WASHINGTON — More than 185 delegates, including a dozen in a delegation from BRAZTOA, Brazil’s tour operator trade association, gathered at the Omni Shoreham Hotel in Washington, D.C., February 4-5, for the 2014 Receptive Services Association of America (RSAA) Summit. RSAA is the trade association for international inbound receptive operators and works to promote and facilitate international travel into the United States from dozens of foreign countries.

While many countries were represented at the annual conference, it was Brazil and the thousands of high-dollar-amount visitors that are coming from that Latin American country that commanded much of the attention this year. On average, Brazilian travelers spend nearly $5,000 each on merchandise while in the United States.

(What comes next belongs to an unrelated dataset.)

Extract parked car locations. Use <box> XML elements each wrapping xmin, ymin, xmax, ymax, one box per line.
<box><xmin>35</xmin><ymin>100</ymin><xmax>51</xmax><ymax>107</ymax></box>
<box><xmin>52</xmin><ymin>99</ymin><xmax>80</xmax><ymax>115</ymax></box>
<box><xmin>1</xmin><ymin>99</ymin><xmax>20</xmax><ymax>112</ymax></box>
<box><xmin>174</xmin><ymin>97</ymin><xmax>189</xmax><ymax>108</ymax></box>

International travel into the United States now numbers about 65 million visitors annually. The U.S. travel industry, led by the efforts of Brand USA in concert with many industry sectors, has set a goal of 100 million international visitors by 2021. Two keynote speakers — Ken Hyatt, acting undersecretary for international trade in the U.S. Department of Commerce, and Chris Thompson, CEO of Brand USA — both stressed that the immense growth in visitation to reach that goal must come from emerging markets like Brazil.

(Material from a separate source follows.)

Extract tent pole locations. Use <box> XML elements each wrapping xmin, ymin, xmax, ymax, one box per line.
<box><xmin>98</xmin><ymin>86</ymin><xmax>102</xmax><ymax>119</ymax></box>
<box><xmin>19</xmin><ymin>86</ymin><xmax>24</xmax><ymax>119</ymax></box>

“The next 35 million will come from emerging markets, not our mature markets,” said Hyatt. “That includes markets like the one represented here by our friends from Brazil. In fact, Brazil is the best example of where these new visitors will come from.”

“The 100 million visitors equates to $250 billion in spending in the United States,” said Thompson. “Russia, China, Indian and Brazil [commonly referred to as the BRIC markets] can create the 100 million.”

“I’ll let you in on something,” said RSAA chairman Jonathan Zuk in an interview the following day. “We have signed an agreement with BRAZTOA that will make all 90 or so of their tour operator members international members of RSAA in the coming year. Currently, we have five or six international tour operator members from western Europe, but this will become our largest international membership by far.”

Over the two days, RSAA presented numerous educational sessions on topics such as working with the Brand USA campaign, how to work with receptives, understanding the millennial-generation traveler and two devoted to three specific markets — Brazil in one, and Chile and Taiwan in the other. The latter two countries are significant because they are the latest to enter into visa waiver agreements with the United States. Eliminating the need for a visa greatly reduces the work it takes to visit another country.

 

Highly specialized market

In an interview that touched on the role receptives play in the international market, Zuk emphasized the intricacies involved in working successfully with other cultures.

“Spaniards don’t eat before 10 p.m.,” said Zuk, who launched his inbound receptive company, Amadeo Travel Solutions, in 1999. “Brazilians are also late-night people. That’s their culture. Italians want bread with their food regardless of what meal it is. And they don’t want ice in their drinks.

“If you want to do business with an Italian company, and you don’t have lunch or dinner with them, you won’t get the business,” he said. “It’s that simple. These are cultural norms that you either know and follow, or you will not be successful in this industry.”

“We have collateral material in seven languages, and it takes us three to five years to build a new market,” said Zuk, who agreed that receptives like Amadeo are in many ways the “invisible” component of international packaged travel.

“Receptives are back-end operators,” he said. “We represent somebody else’s name — the name of our client — so we must be trusted. When someone in another country decides to come to the United States, they have an idea in mind of what it will be like. They are buying an idea, and we must match that idea.”